Awesome

Self-Supervised Learning by Cross-Modal Audio-Video Clustering

This repository holds the pretrained models for the Cross-Modal Deep Clustering (XDC) method presented as a spotlight in NeurIPS 2020.

Self-Supervised Learning by Cross-Modal Audio-Video Clustering.
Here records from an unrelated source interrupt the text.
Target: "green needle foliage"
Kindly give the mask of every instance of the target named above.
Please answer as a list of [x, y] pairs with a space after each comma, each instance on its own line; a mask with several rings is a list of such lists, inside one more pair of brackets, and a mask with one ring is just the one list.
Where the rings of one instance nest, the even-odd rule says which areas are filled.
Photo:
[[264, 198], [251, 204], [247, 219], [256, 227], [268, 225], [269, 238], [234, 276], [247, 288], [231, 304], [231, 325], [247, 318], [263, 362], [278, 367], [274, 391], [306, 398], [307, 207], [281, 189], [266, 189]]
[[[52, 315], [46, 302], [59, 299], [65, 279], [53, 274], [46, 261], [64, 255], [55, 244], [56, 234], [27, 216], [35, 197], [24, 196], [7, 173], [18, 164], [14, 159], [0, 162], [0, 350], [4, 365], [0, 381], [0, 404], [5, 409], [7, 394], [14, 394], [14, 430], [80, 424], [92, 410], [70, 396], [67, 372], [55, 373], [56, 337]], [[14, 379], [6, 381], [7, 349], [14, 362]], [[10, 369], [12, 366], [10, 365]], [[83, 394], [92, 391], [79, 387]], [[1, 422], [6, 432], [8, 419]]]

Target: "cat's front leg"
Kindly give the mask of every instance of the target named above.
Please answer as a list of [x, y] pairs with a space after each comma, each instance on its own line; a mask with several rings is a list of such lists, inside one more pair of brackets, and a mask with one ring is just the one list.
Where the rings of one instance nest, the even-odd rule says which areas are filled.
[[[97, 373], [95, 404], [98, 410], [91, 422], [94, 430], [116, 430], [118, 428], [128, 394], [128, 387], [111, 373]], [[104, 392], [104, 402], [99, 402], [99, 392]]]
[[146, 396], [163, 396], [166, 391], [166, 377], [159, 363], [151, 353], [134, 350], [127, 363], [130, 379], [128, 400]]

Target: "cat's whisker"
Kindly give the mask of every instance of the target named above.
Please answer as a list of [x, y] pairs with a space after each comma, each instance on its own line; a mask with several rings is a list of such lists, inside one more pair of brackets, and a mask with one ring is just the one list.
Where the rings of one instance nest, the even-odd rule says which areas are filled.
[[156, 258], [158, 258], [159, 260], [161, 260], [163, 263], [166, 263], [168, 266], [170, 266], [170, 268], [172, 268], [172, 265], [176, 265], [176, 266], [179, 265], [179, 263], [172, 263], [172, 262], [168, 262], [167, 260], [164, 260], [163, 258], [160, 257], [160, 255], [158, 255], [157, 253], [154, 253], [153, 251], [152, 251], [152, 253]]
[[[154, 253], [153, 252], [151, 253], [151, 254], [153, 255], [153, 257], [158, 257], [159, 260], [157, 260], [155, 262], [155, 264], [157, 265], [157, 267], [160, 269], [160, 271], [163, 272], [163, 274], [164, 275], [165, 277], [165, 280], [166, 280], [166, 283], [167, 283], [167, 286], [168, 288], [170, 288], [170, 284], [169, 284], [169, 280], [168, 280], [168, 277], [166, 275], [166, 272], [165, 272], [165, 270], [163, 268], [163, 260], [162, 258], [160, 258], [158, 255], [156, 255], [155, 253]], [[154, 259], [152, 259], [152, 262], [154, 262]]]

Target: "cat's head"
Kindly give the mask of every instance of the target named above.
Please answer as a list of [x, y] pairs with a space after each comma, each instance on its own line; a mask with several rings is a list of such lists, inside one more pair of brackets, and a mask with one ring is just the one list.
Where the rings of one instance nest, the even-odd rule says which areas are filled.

Humam Alwassel, Dhruv Mahajan, Bruno Korbar, Lorenzo Torresani, Bernard Ghanem, Du Tran. In NeurIPS, 2020.

Load Pretrained Models

We provide the following pretrained R(2+1)D-18 video models. We report the average top-1 video-level accuracy over all splits on UCF101 and HMDB51 after full-finetuning.

Pretraining Name	Description	UCF101	HMDB51	Weights
`r2plus1d_18_xdc_ig65m_kinetics`	XDC pretrained on IG-Kinetics	95.5	68.9	[PyTorch] [Caffe2]
`r2plus1d_18_xdc_ig65m_random`	XDC pretrained on IG-Random	94.6	66.5	[PyTorch] [Caffe2]
`r2plus1d_18_xdc_audioset`	XDC pretrained on AudioSet	93.0	63.7	[PyTorch] [Caffe2]
`r2plus1d_18_fs_kinetics`	fully-supervised pretraining on Kinetics	94.2	65.1	[PyTorch] [Caffe2]
`r2plus1d_18_fs_imagenet`	fully-supervised pretraining on ImageNet	84.0	48.1	[PyTorch] [Caffe2]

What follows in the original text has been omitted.